MCP + RAG: Semantic Code Search Over Your GitHub Repos

Publish date: Jun 27, 2026

Tags:

AI
RAG
MCP
Embeddings
Vectors

Author: Nemanja

Introduction

This blog post explains the RAG (retrieval-augmented generation) pipeline behind semcode, an MCP server that does semantic code search across your GitHub repositories. It covers both parts of the pipeline: the ingestion side — how repositories are found, how code is parsed into symbols with Tree-sitter, how embedding inputs are constructed both dense and sparse, and how points land in Qdrant incrementally — and the retrieval side — how queries are encoded into both dense and sparse vectors and fused server-side with RRF (Reciprocal Rank Fusion). Along the way we’ll cover why a hybrid dense+sparse approach beats either one alone for code, and why the payload stored next to each vector matters as much as the vector itself.

Audience: engineers familiar with RAG, embeddings, and vector DBs, curious about applying RAG to source code specifically (not prose).

Why RAG for code is different from RAG for documents

Most RAG systems are built around prose — PDFs, internal documentation, wikis… The content is natural language written for humans, meaning is carried in sentences, and semantic search over plain text works well, and when you add second stage retrieval (reranker), you get a system that can answer your questions with high confidence. Code is different: it’s structured and symbolic, written for humans to read but also for compilers and interpreters to execute. Meaning is distributed across structure, not sentences:

A function name (retryWithBackoff) carries intent
The signature (attempts: int, delay_ms: int) carries a contract
The body carries implementation details
Annotations (@Retryable, @CircuitBreaker) carry framework behavior
The class it belongs to (OrderProcessingService) carries domain context

None of that is a sentence. You can’t chunk code by paragraph — you chunk by symbol (function, class, method). Let’s see how that is implemented in semcode.

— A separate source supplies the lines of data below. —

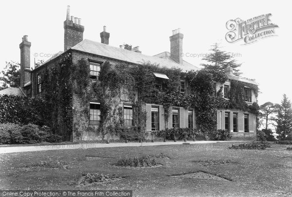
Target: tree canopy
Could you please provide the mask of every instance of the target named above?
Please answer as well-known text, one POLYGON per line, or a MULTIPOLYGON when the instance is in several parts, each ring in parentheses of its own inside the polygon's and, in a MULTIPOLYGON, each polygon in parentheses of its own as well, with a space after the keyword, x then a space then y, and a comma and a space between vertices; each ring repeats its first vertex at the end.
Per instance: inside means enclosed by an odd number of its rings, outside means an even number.
POLYGON ((201 64, 205 68, 210 70, 220 70, 224 71, 224 69, 228 66, 233 68, 235 75, 240 76, 242 73, 238 69, 241 66, 241 64, 238 64, 237 60, 233 58, 233 56, 230 53, 221 50, 219 43, 215 43, 212 45, 212 47, 210 50, 211 53, 206 57, 202 59, 207 62, 206 64, 201 64))

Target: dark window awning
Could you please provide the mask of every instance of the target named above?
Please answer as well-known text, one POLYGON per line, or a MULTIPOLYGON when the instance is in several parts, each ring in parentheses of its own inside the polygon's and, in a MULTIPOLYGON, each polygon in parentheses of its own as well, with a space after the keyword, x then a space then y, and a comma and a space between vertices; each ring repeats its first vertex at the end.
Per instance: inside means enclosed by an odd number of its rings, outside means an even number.
POLYGON ((155 77, 158 77, 159 78, 165 79, 166 80, 169 79, 169 78, 168 78, 166 75, 165 75, 165 74, 159 73, 158 72, 153 72, 153 74, 154 74, 155 77))

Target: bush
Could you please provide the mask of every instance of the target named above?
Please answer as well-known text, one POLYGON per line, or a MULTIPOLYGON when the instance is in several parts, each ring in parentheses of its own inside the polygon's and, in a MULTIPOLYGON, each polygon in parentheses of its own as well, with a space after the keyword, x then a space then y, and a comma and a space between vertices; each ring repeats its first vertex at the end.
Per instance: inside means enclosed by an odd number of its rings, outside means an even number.
POLYGON ((160 131, 156 133, 159 136, 164 137, 168 140, 173 140, 174 137, 176 137, 177 140, 182 140, 185 138, 187 140, 192 140, 193 134, 196 138, 197 137, 205 139, 205 136, 201 132, 198 131, 197 130, 190 128, 172 128, 166 129, 165 130, 160 131))
POLYGON ((231 138, 231 134, 229 130, 219 129, 215 130, 209 133, 210 138, 212 140, 224 141, 231 138))
POLYGON ((230 149, 256 149, 260 150, 264 150, 267 148, 270 148, 271 145, 267 142, 254 142, 248 144, 240 144, 238 145, 232 145, 231 147, 229 147, 230 149))
POLYGON ((286 139, 287 140, 292 141, 292 132, 291 132, 289 134, 288 134, 288 135, 286 137, 286 139))
POLYGON ((285 145, 292 145, 292 141, 290 140, 279 140, 275 142, 276 144, 285 144, 285 145))
POLYGON ((118 161, 116 165, 124 167, 151 167, 156 166, 158 164, 154 156, 144 155, 133 158, 121 159, 118 161))
POLYGON ((53 134, 46 126, 33 124, 0 124, 0 144, 60 142, 61 136, 53 134))
POLYGON ((265 142, 267 141, 267 136, 266 133, 262 131, 257 130, 256 131, 256 139, 257 141, 261 142, 265 142))

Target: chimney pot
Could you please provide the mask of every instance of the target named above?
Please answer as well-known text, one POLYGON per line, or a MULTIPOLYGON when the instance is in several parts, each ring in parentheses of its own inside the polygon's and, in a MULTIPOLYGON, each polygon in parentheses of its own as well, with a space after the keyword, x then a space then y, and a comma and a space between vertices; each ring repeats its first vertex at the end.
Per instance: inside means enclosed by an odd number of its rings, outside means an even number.
POLYGON ((67 15, 66 16, 66 19, 70 20, 70 6, 67 5, 67 15))
POLYGON ((75 24, 77 24, 78 25, 78 17, 74 17, 74 19, 75 20, 75 24))

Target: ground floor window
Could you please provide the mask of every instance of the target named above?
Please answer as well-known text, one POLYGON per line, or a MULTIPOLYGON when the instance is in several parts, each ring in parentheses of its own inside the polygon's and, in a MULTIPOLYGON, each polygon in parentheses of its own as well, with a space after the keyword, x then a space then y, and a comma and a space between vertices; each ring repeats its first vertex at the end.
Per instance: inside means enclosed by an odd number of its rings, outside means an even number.
POLYGON ((100 124, 100 103, 98 102, 90 102, 90 124, 99 125, 100 124))
POLYGON ((229 131, 230 128, 229 126, 230 124, 229 123, 229 113, 225 112, 225 130, 229 131))
POLYGON ((172 109, 172 127, 180 127, 180 110, 178 108, 172 109))
POLYGON ((189 110, 188 112, 188 128, 193 129, 193 110, 189 110))
POLYGON ((244 132, 249 132, 248 129, 248 114, 244 115, 244 132))
POLYGON ((124 125, 127 126, 133 125, 132 105, 124 105, 124 125))
POLYGON ((159 130, 159 107, 151 107, 151 130, 159 130))
POLYGON ((237 115, 233 114, 233 132, 238 132, 237 131, 237 115))

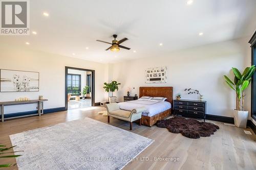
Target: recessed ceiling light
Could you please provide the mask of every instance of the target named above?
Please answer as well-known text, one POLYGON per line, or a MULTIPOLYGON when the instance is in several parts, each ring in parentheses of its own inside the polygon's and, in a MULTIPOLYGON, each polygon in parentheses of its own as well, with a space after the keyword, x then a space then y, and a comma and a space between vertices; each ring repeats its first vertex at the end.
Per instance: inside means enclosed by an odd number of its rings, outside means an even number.
POLYGON ((188 0, 187 1, 187 5, 191 5, 193 3, 193 0, 188 0))
POLYGON ((44 15, 45 15, 45 16, 49 16, 49 14, 48 14, 47 12, 44 12, 44 13, 42 13, 42 14, 43 14, 44 15))
POLYGON ((200 36, 202 36, 203 35, 204 35, 204 33, 199 33, 199 34, 198 34, 198 35, 199 35, 200 36))

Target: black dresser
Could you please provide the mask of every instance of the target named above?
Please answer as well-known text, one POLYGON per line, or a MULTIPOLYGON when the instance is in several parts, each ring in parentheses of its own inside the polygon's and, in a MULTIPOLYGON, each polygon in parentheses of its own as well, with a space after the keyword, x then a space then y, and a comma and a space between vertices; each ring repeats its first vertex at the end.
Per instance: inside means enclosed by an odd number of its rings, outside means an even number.
POLYGON ((134 95, 129 95, 129 96, 123 96, 123 102, 134 101, 135 100, 137 100, 138 96, 135 96, 134 95))
POLYGON ((203 118, 205 122, 206 101, 175 100, 174 108, 176 115, 203 118))

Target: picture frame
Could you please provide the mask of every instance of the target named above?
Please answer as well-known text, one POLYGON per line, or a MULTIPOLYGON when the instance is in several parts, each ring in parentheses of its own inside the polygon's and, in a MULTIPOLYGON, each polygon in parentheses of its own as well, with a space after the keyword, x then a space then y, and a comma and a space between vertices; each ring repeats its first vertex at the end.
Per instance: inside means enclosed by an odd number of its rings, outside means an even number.
POLYGON ((39 91, 39 72, 0 69, 0 92, 39 91))

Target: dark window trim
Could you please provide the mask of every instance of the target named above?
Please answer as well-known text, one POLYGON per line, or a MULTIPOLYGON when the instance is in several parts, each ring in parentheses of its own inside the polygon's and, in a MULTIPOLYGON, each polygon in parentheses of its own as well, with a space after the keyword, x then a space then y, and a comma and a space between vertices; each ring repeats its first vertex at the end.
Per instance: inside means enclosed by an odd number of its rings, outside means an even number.
MULTIPOLYGON (((256 51, 256 30, 252 35, 251 38, 248 42, 251 47, 251 65, 256 64, 256 54, 254 53, 256 51)), ((256 99, 254 99, 254 95, 256 93, 256 82, 253 82, 256 80, 256 74, 254 74, 251 80, 251 117, 256 121, 256 99), (255 87, 254 88, 254 86, 255 87)))
MULTIPOLYGON (((78 89, 78 90, 75 90, 78 91, 78 93, 80 94, 79 95, 80 95, 81 94, 81 75, 68 73, 67 76, 69 76, 69 75, 71 76, 71 89, 72 89, 72 90, 74 90, 73 89, 73 76, 79 76, 79 89, 78 89)), ((73 94, 72 95, 77 95, 76 94, 73 94)))
POLYGON ((76 68, 69 66, 65 66, 65 110, 68 110, 68 91, 67 90, 67 75, 69 69, 77 69, 79 70, 91 71, 92 72, 92 106, 95 106, 95 70, 93 69, 76 68))

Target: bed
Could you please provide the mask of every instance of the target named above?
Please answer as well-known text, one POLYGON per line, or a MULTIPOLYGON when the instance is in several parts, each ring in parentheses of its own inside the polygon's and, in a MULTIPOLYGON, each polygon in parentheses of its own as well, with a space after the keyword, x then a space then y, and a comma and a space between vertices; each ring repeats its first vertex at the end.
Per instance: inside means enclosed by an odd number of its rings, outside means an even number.
POLYGON ((157 120, 163 119, 172 114, 173 105, 173 87, 140 87, 139 97, 164 97, 167 99, 163 102, 146 101, 132 101, 119 103, 121 109, 132 110, 134 108, 144 106, 147 111, 142 113, 142 124, 152 127, 157 120))

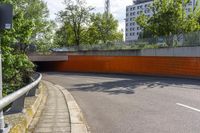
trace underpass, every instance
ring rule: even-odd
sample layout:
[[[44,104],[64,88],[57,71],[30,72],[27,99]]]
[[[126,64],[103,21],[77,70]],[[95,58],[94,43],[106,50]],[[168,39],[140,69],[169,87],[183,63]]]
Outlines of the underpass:
[[[199,133],[195,79],[115,74],[44,73],[68,89],[92,133]]]

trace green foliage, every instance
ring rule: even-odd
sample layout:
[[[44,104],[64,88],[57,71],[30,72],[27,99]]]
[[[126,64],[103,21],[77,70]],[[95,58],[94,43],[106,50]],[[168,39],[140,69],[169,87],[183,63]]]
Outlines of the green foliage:
[[[91,26],[88,37],[97,42],[122,41],[123,33],[118,32],[118,21],[112,14],[97,13],[91,16]]]
[[[7,95],[29,82],[34,64],[26,53],[30,44],[50,44],[52,22],[47,19],[48,9],[42,0],[0,0],[14,8],[13,28],[2,31],[3,88]]]
[[[77,46],[81,43],[81,34],[84,26],[88,24],[90,11],[84,0],[65,0],[65,9],[58,15],[62,24],[70,26],[74,36],[74,42]],[[66,28],[66,27],[65,27]]]
[[[91,14],[91,10],[93,8],[84,0],[65,1],[65,9],[58,15],[62,26],[56,31],[54,42],[63,47],[123,40],[123,34],[117,31],[118,21],[112,14]]]
[[[193,32],[200,29],[199,7],[186,14],[186,4],[190,0],[154,0],[149,10],[153,12],[152,17],[144,14],[136,18],[136,22],[144,29],[144,37],[166,36],[167,45],[170,46],[171,36]]]
[[[7,95],[29,82],[34,64],[25,54],[15,53],[10,47],[2,47],[2,51],[3,94]]]

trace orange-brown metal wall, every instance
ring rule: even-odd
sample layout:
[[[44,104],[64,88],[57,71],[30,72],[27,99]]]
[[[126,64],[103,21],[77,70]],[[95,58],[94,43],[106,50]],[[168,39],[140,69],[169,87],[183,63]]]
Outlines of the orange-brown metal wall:
[[[69,55],[68,61],[45,62],[39,66],[60,72],[200,77],[200,57]]]

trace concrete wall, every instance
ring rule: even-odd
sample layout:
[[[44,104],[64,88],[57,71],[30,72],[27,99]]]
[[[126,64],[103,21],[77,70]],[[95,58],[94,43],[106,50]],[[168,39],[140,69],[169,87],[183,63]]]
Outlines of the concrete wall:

From source files to Code Symbols - Tree-sitter parsing

What is an AST?

An Abstract Syntax Tree is a tree representation of source code’s grammatical structure (logical parts of this code and how do they relate to each other). Every construct in your code — a function definition, a class, an if statement, a variable assignment — becomes a node in the tree, where parent-child relationships express nesting and ownership.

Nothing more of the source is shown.